Xueli Abbing is geboren met albinisme en werd te vondeling gelegd, omdat haar ouders haar niet accepteerden. Op 3-jarige leeftijd is ze door haar Nederlandse moeder geadopteerd uit China. Nu is de 19-jarige Goodwill Ambassadeur voor VN-organisatie Unesco en is ze model. Vanuit deze rollen strijdt ze tegen discriminatie en racisme.  

‘Op mijn derde werd ik geadopteerd door mijn Nederlandse moeder. Mijn Chinese naam mocht ik houden en betekent prachtige sneeuw.’ Deze naam hebben mensen in het weeshuis aan haar gegeven, omdat ze is geboren met albinisme. ‘Dit is een erfelijke aandoening die bij ongeveer 1 op de 15.000 mensen voorkomt’, legt Abbing uit. Mensen met albinisme maken geen of weinig pigment (melanine) aan. Dit stofje geeft kleur aan ogen, haar en huid. Door het ontbreken hiervan hebben mensen met albinisme vaak een hele lichte huidskleur, wit haar, zijn ze gevoelig voor licht en vaak slechtziend.   
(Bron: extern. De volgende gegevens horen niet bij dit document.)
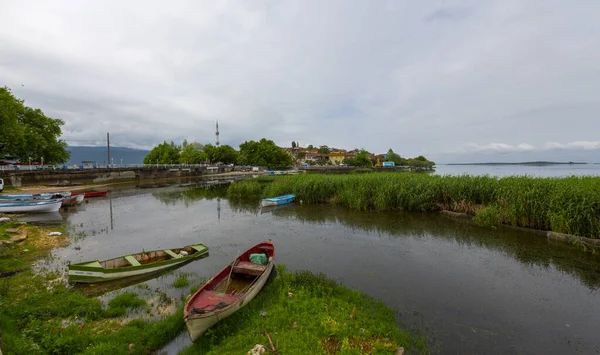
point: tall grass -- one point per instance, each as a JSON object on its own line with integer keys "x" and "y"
{"x": 246, "y": 189}
{"x": 566, "y": 205}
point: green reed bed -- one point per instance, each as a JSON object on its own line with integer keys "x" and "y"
{"x": 245, "y": 189}
{"x": 566, "y": 205}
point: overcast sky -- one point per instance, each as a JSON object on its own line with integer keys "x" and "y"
{"x": 454, "y": 80}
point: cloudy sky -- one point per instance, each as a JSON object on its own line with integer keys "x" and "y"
{"x": 454, "y": 80}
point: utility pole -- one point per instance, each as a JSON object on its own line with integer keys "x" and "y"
{"x": 108, "y": 145}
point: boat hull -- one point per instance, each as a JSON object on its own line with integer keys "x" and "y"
{"x": 31, "y": 207}
{"x": 92, "y": 272}
{"x": 91, "y": 193}
{"x": 229, "y": 290}
{"x": 196, "y": 327}
{"x": 86, "y": 276}
{"x": 36, "y": 197}
{"x": 276, "y": 201}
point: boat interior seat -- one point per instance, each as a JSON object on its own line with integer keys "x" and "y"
{"x": 209, "y": 301}
{"x": 248, "y": 268}
{"x": 172, "y": 254}
{"x": 132, "y": 260}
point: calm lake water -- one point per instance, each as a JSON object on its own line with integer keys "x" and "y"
{"x": 508, "y": 170}
{"x": 471, "y": 290}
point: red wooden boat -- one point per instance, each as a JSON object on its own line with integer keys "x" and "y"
{"x": 228, "y": 291}
{"x": 73, "y": 200}
{"x": 91, "y": 193}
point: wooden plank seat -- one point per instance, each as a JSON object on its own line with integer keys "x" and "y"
{"x": 210, "y": 301}
{"x": 171, "y": 254}
{"x": 132, "y": 260}
{"x": 248, "y": 268}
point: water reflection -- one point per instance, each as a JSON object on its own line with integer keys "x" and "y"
{"x": 481, "y": 291}
{"x": 523, "y": 246}
{"x": 43, "y": 218}
{"x": 188, "y": 196}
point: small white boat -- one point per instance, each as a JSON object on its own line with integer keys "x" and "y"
{"x": 31, "y": 206}
{"x": 42, "y": 196}
{"x": 231, "y": 289}
{"x": 134, "y": 264}
{"x": 279, "y": 200}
Als jonge tiener begon Abbing aan een carrière als model. Dit geeft haar een platform om het bewustzijn over albinisme te vergroten. Maar ze wilde zich ook graag op een andere manier inzetten voor de gemeenschap voor personen met albinisme. Daarom richtte ze de ‘Open Eyes Foundation’ op. Met deze stichting probeert Abbing vooroordelen te doorbreken en mensen met albinisme – of welke vorm van beperking dan ook – te laten weten dat ze normaal zijn en alles kunnen doen wat ze willen. De stichting draagt bij aan een inclusieve samenleving waarin iedereen dezelfde kansen heeft, toegang heeft tot onderwijs en werk, en een volwaardig leven kan leiden zonder te worden uitgesloten of gediscrimineerd.  
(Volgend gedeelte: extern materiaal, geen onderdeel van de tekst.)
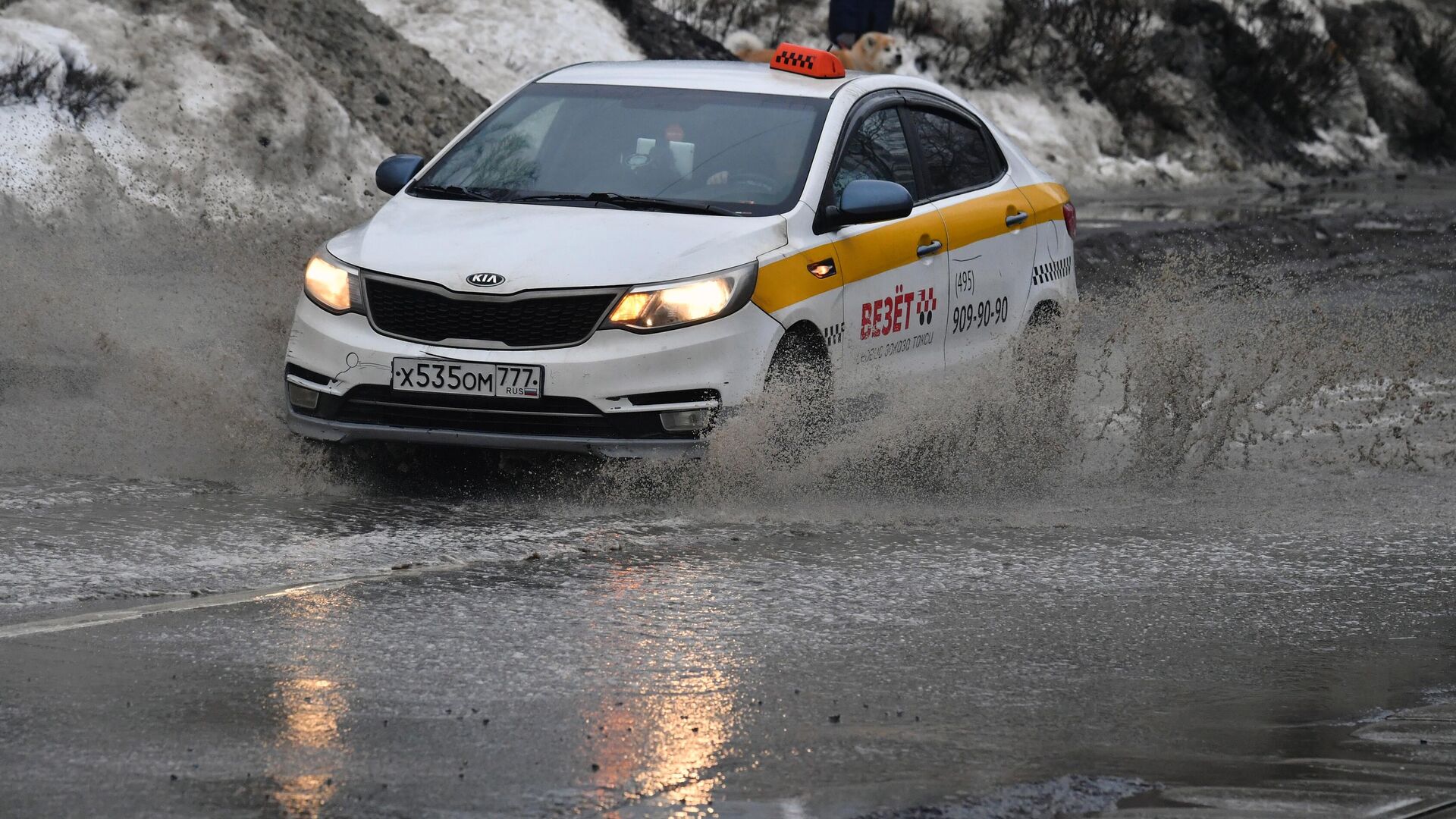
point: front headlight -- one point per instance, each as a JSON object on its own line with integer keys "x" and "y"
{"x": 677, "y": 303}
{"x": 332, "y": 284}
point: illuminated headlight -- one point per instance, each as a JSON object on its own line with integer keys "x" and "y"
{"x": 679, "y": 303}
{"x": 332, "y": 284}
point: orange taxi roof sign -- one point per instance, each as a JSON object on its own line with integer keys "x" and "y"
{"x": 808, "y": 61}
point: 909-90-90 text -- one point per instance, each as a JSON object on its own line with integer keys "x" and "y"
{"x": 981, "y": 314}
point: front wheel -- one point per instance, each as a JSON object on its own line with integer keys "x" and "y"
{"x": 799, "y": 394}
{"x": 1046, "y": 362}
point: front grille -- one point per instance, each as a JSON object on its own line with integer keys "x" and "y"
{"x": 548, "y": 416}
{"x": 533, "y": 321}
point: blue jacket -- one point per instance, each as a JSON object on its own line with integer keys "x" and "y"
{"x": 859, "y": 17}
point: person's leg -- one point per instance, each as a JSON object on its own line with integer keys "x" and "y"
{"x": 842, "y": 19}
{"x": 881, "y": 15}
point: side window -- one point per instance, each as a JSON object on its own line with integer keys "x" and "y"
{"x": 956, "y": 153}
{"x": 877, "y": 150}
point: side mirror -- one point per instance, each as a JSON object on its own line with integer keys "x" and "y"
{"x": 397, "y": 172}
{"x": 870, "y": 200}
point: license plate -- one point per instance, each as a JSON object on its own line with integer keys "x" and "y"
{"x": 457, "y": 378}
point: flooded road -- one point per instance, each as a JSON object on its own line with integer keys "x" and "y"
{"x": 1225, "y": 564}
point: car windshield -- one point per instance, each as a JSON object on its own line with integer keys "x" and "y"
{"x": 650, "y": 148}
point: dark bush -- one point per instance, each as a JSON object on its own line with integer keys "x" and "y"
{"x": 1109, "y": 42}
{"x": 1301, "y": 72}
{"x": 88, "y": 93}
{"x": 1435, "y": 67}
{"x": 24, "y": 80}
{"x": 83, "y": 93}
{"x": 721, "y": 18}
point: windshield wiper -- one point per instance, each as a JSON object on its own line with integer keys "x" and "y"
{"x": 629, "y": 203}
{"x": 453, "y": 193}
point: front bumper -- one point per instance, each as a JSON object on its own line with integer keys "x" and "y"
{"x": 601, "y": 397}
{"x": 346, "y": 431}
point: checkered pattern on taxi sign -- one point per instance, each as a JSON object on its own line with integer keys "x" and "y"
{"x": 808, "y": 61}
{"x": 1052, "y": 271}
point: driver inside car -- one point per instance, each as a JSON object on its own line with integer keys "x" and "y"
{"x": 769, "y": 175}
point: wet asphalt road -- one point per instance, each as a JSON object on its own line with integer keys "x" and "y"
{"x": 1197, "y": 646}
{"x": 748, "y": 670}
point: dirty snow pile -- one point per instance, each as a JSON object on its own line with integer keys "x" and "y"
{"x": 492, "y": 46}
{"x": 213, "y": 121}
{"x": 1171, "y": 93}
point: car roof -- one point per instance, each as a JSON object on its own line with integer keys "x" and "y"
{"x": 707, "y": 74}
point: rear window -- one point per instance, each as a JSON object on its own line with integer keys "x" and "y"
{"x": 957, "y": 155}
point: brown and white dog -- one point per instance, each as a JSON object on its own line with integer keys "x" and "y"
{"x": 874, "y": 52}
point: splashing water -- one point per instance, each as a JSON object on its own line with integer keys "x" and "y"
{"x": 146, "y": 346}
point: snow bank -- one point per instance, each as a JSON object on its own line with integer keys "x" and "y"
{"x": 492, "y": 46}
{"x": 220, "y": 123}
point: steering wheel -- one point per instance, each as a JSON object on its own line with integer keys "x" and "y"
{"x": 753, "y": 180}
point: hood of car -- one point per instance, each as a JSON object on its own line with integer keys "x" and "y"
{"x": 507, "y": 248}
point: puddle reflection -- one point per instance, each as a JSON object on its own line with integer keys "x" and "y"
{"x": 660, "y": 751}
{"x": 310, "y": 704}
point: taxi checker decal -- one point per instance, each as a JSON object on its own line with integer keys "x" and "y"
{"x": 1052, "y": 271}
{"x": 892, "y": 314}
{"x": 783, "y": 284}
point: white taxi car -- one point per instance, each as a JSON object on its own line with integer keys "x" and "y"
{"x": 618, "y": 251}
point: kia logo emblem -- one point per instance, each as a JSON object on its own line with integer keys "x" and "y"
{"x": 485, "y": 279}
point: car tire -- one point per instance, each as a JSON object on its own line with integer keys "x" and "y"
{"x": 1046, "y": 366}
{"x": 799, "y": 392}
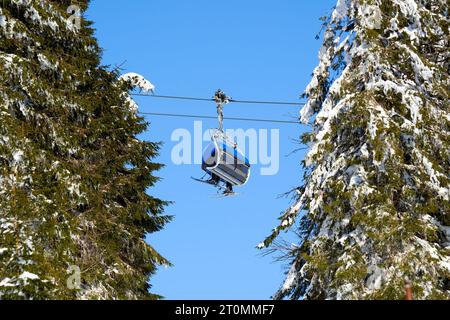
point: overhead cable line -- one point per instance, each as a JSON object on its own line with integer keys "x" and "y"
{"x": 231, "y": 100}
{"x": 212, "y": 117}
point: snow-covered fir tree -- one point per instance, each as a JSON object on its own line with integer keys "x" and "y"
{"x": 374, "y": 207}
{"x": 73, "y": 175}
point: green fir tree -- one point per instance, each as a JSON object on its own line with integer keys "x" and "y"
{"x": 73, "y": 175}
{"x": 374, "y": 207}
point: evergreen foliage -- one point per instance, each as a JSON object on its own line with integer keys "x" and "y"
{"x": 374, "y": 208}
{"x": 73, "y": 175}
Mensen met albinisme krijgen wereldwijd namelijk regelmatig te maken met discriminatie. In sommige landen loop je zelfs gevaar als je geboren wordt met albinisme. ‘Onrechtvaardigheid maakt me strijdbaar. In China bijvoorbeeld worden sommige mensen gezien als brenger van ongeluk. En in bepaalde Afrikaanse landen jagen zogenaamde medicijnmannen op je, omdat ze geloven dat je botten ziekten kunnen genezen. Dat is toch bizar? We zijn net als iedereen mensen. Er is niks mis met me en ik functioneer net als ieder ander.’  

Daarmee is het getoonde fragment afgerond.